Podría entrar en detalles, en tecnicismos, pero
prefiero ahorrar crueldades innecesarias. Podría contarles que los políticos de
la gran potencia siguen considerando que un nivel de paro semejante se
considera intolerable, que los economistas andan preocupados porque el
desempleo estructural en Norteamérica después de la crisis vaya a pasar del 4,5
al 6 por ciento, que se habla de una generación perdida que percibirá de por
vida salarios inferiores a los de sus padres e incluso de que ir a la
universidad ya no aporta un adecuado retorno de la inversión a las familias y
eso a pesar de que un universitario, alrededor del 35 por ciento de los jóvenes
estadounidenses, gana alrededor de un 150 por ciento más de salario que el que
no lo es.
Sin
embargo, lo que más me sigue llamando la atención de la situación española no
es tanto el porcentaje de desempleo, que mucha gente olvida que 20 años atrás alcanzo cotas relativamente similares,
sino las condiciones casi humillantes en que la gente tiene que buscar trabajo.
El otro
día, mientras esperaba en una tienda de Movistar a que me atendieran, veo a un
chico de unos 20 años entregar un currículo casi con desidia.

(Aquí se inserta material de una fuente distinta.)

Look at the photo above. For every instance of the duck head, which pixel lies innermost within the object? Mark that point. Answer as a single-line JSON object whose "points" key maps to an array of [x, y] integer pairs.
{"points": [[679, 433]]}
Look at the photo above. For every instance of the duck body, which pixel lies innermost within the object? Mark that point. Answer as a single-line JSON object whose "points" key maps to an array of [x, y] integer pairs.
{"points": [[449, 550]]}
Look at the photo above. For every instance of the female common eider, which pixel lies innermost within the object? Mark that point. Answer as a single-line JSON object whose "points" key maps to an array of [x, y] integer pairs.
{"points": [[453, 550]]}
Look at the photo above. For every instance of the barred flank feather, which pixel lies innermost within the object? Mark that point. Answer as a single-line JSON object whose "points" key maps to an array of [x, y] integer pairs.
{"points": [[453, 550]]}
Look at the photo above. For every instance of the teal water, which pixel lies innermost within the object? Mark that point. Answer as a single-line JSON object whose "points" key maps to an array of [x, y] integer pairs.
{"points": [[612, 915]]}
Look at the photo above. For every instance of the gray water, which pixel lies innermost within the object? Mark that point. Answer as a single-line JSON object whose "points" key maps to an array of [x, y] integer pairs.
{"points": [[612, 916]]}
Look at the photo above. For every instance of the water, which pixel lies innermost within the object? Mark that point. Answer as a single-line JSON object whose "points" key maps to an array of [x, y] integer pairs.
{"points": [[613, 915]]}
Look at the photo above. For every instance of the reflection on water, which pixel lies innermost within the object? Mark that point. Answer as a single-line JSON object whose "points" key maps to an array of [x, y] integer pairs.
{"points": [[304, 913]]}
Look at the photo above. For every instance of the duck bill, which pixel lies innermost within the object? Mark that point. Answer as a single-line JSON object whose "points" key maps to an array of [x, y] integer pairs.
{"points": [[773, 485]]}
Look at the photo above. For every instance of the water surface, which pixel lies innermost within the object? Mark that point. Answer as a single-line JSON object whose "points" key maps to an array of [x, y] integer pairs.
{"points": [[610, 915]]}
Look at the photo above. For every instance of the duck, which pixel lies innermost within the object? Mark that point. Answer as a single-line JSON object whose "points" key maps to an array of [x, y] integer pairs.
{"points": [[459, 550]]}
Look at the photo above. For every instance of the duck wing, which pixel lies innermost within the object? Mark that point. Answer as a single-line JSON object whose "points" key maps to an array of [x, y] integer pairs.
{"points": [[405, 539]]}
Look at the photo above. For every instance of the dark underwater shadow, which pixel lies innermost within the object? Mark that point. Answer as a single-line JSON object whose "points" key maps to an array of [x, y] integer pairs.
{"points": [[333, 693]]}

Llevaba un taco
de ellos y se notaba que estaba realizando un reparto industrial por todas las
tiendas del centro comercial. Me sorprendió la naturalidad con que entregaba
aquel folio con una foto por membrete. Le pregunté a la dependiente que me atendía
si Movistar requería fotos en los currículos y me miró con asombro.
En
realidad, mi ingenuidad no tiene límites ya que hacía solo unos meses que me
había encontrado un anuncio de una universidad privada española, que se dice
católica para más señas, que buscaba
profesorado internacional en el extranjero y que también exigía foto, al
parecer una característica de gran relevancia en la docencia. Recuerdo que,
indignado, envié un correo electrónico a la persona que figuraba como contacto señalando
que esa es una práctica que en Estados Unidos y otros países se considera
gravemente discriminatoria. Tengo que decir que no me sorprendió demasiado que
no contestara mi correo ni me diera las gracias.
Me
vienen a la cabeza imágenes de una nueva España negra, silenciosa, asumida por
el común de los mortales. Recuerdo el caso de la todavía prestigiosa cadena de
supermercados Sánchez Romero cuyos evaluadores de recursos humanos juzgaban
hace no tanto el color de la piel de los candidatos en función de su proporción
de “café o leche”. Aparte de una reprimenda mediática, lo cierto es que la
sociedad española no castigó (si, a veces el castigo es una buena cosa)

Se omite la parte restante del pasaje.